Rabitə və İnformasiya Texnologiyaları Nazirliyinin elektron xəbər xidməti

India government sees potential $9.81 billion loss from 1999 mobile concessions


An Indian government body said concessions granted by the erstwhile BJP-led government in its five-year term beginning 1999 in the allocation of licenses for mobile radio bandwidth may have caused the public exchequer a potential revenue loss of INR435.24 billion ($9.81 billion).
The development is likely to boost the government's fight against the BJP-led opposition whose party was in power when the licenses were granted in 1999. The current Congress-led government has been under pressure from the opposition to explain the alleged irregularities in the licenses allotted in 2008. India's federal investigating agency--The Central Bureau of Investigation--has said that the 2008 rigged sale of mobile licenses favored some companies by violating rules and was at below-market prices, causing a potential revenue loss of INR300 billion ($6.77 billion) to the public coffers. A federal auditor had earlier estimated the loss to be as much as $40 billion. Allowing mobile operators to pay the government according to a pre-determined share of revenue instead of auctioning mobile radio bandwidth in 1999 led to the revenue loss, R Gopalan, the secretary of the Department of Economic Affairs testified on Thursday before India's joint parliamentary committee probing the alleged irregularities in the allocation of licenses."Spectrum (radio bandwidth) allocation should have been on the basis of auctioning, particularly where the demand for spectrum exceeded the supply," Gopalan said.

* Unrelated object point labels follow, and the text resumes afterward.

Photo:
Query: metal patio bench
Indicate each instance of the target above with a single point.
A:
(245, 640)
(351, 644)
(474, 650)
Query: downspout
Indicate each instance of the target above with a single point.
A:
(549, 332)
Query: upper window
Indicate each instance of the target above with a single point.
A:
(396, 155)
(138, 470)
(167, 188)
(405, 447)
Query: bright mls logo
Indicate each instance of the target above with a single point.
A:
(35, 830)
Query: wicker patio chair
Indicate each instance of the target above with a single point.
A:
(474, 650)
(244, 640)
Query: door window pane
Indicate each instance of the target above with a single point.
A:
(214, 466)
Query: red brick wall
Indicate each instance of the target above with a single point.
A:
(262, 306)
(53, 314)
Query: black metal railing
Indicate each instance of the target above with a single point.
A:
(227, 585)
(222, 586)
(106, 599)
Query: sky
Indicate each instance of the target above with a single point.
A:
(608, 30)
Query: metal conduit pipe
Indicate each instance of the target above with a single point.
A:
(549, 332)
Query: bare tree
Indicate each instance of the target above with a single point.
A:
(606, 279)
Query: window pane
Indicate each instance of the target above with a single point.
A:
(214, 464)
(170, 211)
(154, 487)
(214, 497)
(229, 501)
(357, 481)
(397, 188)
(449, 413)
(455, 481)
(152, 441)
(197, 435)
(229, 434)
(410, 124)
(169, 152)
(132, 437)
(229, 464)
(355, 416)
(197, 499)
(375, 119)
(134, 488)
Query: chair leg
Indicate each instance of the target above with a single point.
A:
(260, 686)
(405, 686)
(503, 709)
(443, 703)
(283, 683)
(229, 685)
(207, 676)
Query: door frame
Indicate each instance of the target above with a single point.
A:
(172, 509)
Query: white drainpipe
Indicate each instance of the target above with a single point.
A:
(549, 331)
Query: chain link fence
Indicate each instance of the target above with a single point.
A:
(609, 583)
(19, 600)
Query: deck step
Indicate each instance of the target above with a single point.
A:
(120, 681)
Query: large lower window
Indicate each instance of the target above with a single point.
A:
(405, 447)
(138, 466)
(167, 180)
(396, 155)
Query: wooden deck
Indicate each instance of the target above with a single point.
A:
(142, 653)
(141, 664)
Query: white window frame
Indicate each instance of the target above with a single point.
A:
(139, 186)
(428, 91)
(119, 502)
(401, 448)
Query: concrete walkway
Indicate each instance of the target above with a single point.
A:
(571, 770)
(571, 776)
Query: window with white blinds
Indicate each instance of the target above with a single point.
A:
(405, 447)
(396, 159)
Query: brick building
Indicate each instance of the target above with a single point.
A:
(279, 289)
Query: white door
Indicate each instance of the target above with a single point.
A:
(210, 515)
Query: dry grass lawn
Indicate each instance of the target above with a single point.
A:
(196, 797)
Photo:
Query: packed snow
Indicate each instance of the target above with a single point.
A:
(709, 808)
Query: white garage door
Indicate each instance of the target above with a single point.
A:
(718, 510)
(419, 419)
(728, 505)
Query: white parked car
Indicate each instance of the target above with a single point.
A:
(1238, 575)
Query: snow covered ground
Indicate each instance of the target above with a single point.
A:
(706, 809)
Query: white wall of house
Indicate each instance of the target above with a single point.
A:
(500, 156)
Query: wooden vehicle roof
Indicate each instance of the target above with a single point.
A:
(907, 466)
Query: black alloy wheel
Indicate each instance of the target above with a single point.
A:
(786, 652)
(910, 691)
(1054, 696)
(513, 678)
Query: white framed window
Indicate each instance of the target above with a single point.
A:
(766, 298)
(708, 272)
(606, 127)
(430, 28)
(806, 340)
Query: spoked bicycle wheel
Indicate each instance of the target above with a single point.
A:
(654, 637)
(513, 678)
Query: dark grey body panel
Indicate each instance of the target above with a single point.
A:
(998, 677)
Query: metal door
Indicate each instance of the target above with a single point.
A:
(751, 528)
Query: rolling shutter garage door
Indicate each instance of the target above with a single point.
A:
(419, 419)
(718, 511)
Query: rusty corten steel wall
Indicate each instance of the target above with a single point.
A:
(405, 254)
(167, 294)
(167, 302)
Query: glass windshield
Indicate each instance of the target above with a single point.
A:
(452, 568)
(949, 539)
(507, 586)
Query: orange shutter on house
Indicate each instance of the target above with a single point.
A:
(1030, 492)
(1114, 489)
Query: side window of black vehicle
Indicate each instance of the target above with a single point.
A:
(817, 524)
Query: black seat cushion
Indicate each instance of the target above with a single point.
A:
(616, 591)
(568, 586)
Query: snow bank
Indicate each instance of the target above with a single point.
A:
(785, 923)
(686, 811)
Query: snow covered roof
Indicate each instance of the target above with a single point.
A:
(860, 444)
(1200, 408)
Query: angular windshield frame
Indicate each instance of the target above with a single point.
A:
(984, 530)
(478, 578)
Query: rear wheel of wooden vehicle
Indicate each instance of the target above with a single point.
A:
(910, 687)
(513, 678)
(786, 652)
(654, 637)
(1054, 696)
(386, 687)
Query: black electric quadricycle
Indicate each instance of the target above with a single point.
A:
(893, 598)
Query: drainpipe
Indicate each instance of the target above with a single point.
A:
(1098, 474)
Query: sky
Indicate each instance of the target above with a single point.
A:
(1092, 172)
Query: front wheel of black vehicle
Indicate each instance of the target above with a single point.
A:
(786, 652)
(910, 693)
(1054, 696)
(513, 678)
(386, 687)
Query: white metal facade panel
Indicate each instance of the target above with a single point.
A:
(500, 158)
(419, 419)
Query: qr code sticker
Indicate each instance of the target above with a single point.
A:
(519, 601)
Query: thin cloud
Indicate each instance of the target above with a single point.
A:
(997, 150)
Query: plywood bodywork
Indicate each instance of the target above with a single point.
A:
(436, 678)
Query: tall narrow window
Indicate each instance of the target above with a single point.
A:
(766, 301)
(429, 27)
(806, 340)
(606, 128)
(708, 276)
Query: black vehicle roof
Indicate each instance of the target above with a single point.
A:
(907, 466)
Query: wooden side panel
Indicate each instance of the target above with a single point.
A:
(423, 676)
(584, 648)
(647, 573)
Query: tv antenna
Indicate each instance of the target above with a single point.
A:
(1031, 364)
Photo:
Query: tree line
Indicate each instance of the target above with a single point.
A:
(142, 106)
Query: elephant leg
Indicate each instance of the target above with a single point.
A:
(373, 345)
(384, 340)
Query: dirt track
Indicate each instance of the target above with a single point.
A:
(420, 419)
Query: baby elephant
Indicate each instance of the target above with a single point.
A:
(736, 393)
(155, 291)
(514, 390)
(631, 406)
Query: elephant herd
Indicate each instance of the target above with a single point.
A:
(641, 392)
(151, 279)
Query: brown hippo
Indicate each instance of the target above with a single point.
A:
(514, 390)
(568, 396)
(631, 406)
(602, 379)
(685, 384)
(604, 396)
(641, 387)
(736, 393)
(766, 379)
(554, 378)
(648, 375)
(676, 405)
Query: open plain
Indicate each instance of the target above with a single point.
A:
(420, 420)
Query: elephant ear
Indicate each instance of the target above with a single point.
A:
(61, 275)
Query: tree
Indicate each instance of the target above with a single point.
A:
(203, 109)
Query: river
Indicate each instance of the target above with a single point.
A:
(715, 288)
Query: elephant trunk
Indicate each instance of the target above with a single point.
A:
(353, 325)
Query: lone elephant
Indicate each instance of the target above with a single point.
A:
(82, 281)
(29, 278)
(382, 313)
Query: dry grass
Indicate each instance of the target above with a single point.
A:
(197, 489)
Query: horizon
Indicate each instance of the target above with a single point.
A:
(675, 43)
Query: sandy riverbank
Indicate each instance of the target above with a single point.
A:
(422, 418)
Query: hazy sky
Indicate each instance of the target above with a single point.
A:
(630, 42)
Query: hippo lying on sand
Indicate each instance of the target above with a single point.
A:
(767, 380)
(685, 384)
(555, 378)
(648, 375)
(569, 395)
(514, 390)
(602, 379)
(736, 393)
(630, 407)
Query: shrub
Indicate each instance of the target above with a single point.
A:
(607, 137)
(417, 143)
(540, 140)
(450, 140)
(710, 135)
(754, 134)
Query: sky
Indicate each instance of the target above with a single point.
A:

India first liberalized mobile telephony in 1994, initially granting 8 mobile radio telecom licenses in the four metro cities of Delhi, Mumbai, Calcutta and Chennai. Between 1995 to 1998, 34 more licenses were issued. At the time, operators paid a low fixed fee for the licenses to offer mobile telephony and next to nothing for radio bandwidth.
Arrears due to the government by some defaulting operators was adjusted against the entry fee for the second-generation radio bandwidth license leading to a loss of revenue, Gopalan testified. Some mobile operators were also exempted from paying license fees for six months, he said. Further, a waiver granted to the initial mobile operators from paying license fees for a period of four years starting 2004 added to losses, Gopalan added.